Orlando — What do safety and health pros spend most of their time doing every day? Probably collecting, analyzing and communicating data.
Carey Usery, vice president of growth for Safety Stratus, gave a roomful of pros advice on how to turn information into action at a Monday afternoon education session at the National Safety Congress & Expo here in Orlando.
By following the dictate that “if it isn’t documented it didn’t happen,” pros are easily swamped by hundreds, thousands, even millions of data points, depending on the scope of their responsibilities – one location, regional areas, national coverage or global affairs. How do you ensure accountability – that the most important data is not overlooked or forgotten, that hazards are fixed, that incident or near miss causes are found, and that a mitigation solution is sustained long term?
Be strategic in your communications. Less is more. Don’t expect responses to fancy dashboards, says Usery. Use data to drive decisions now and to drive future decisions.
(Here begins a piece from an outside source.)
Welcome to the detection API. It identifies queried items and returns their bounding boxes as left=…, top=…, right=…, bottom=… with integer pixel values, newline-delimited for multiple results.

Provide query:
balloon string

Be specific about what decisions need to be made. By who and by when? Loop back to make sure those decisions were the right ones.
Be direct
“This is what I found and this is what needs to happen.” “This is what I want you to do and expect you to do.” You might be communicating to a supervisor, maintenance department, operations head, safety committee, or senior leaders.
Selling data that requires the attention and action of higher-ups, senior leaders with multiple agendas and priorities, means eliminating most trends and generalizations and being specific about what at-risk hazards, behaviors, conditions or situations need attention now, and who (department, team, individual, contractor, etc.) or what (piece of equipment, assembly line, warehouse, location in facility, etc.) needs to be addressed by a senior leader or group of managers.
Pros can feel collecting data sets them up for failure if action items are not corrected. Usery says 80% of hazards are corrected on the spot. For the remaining 20%, if you can’t fix everything as you want to, as soon as you want, find interim solutions first (remove equipment for instance) while devising long-term abatement.
Bottom line
The content of most safety communications should focus on action – specific steps that need to be taken, with accountability built in. What is the action, who is expected to deliver it, by when, and why the action is necessary.